I'm parsing the html page, and I'm new to this kind of parsing, could you suggest me the idea to parse following html
HTML Code : http://notepad.cc/share/CFRURbrk3r
for each type of room, there are list of sub rooms so I wish to group them as Parent - Childs into the List of Objects. then later we can access to each of those childs.
this is the code as far as I could do but without adding to the Objects, besides Fizzler is there any other parser I can do in this case.
var uricontent = File.ReadAllText("TestHtml/Bew.html");
var html = new HtmlDocument(); // with HTML Agility pack
html.LoadHtml(uricontent);
var doc = html.DocumentNode;
var rooms = (from r in doc.QuerySelectorAll(".rates")
from s in r.QuerySelectorAll(".rooms")
from rd in r.QuerySelectorAll(".rate")
select new
{
Name = rd.QuerySelector(".rate-description").InnerText.CleanInnerText(),
Price = r.QuerySelector(".rate-price").InnerText.CleanInnerText(),
RoomType = s.QuerySelector("tr td h2").InnerText.CleanInnerText()
}).ToArray();
Update:
Personally, I wouldn't use an Array. I would use a List
. The implementation of a List
should allow you to add particular nodes into particular positions and grouped accordingly.
Then you could simply:
- Loop (foreach)
- Find
- Sort
- Select
Which would allow you to quickly filter through the content. Since each list item is stored. Some examples.
Update:
Another item I forgot to mention, the Html Agility Pack can do the following:
- Grab a particular node / element.
- Grab a Parent and all subsequent Children node / elements.

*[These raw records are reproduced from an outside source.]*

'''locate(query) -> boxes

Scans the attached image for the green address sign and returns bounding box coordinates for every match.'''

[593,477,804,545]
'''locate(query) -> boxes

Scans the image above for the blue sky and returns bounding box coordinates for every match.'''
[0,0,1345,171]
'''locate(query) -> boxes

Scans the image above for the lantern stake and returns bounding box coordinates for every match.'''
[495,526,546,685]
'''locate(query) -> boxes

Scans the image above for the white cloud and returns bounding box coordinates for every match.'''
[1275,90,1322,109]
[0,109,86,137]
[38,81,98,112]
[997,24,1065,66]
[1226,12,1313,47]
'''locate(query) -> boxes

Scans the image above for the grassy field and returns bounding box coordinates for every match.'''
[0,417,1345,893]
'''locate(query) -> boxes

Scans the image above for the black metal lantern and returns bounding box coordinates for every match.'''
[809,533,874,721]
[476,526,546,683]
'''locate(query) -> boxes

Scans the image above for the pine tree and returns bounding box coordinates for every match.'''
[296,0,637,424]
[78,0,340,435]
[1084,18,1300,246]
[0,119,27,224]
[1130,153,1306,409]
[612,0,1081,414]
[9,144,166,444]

It can also grab remote or local pages.
I would actually download the Html Agility Pack from Nuget. It is incredibly powerful and robust, it will more than likely make it even easier to scrub the desired data. You can download it by following these steps:
- Go to Tools
- Go to Nuget Package Manager
- Select Package Manager Console
- Open the Package Manager Console in lower left of Visual Studio if it didn't open.
- Type the following command
Install-Package HtmlAgilityPack
.
A great example can be found from this question.
The premise is simple:
HtmlAgilityPack.HtmlDocument document = new HtmlAgilityPack.HtmlDocument();
// Map the document to the Html Page.
document.Load(filePath);
// If you would rather do it through Xml String, should you require it.
if (document.DocumentNode != null)
{
HtmlAgilityPack.HtmlNode bodyNode = htmlDoc.DocumentNode.SelectSingleNode("//body");
if( bodyNode != null)
{
// Do something with bodyNode.
}
}
This example shows the syntax, but it should be far easier to grab particular nodes out of the page and manipulate it accordingly with the HtmlAgilityPack
.
Hopefully this points you in a better direction.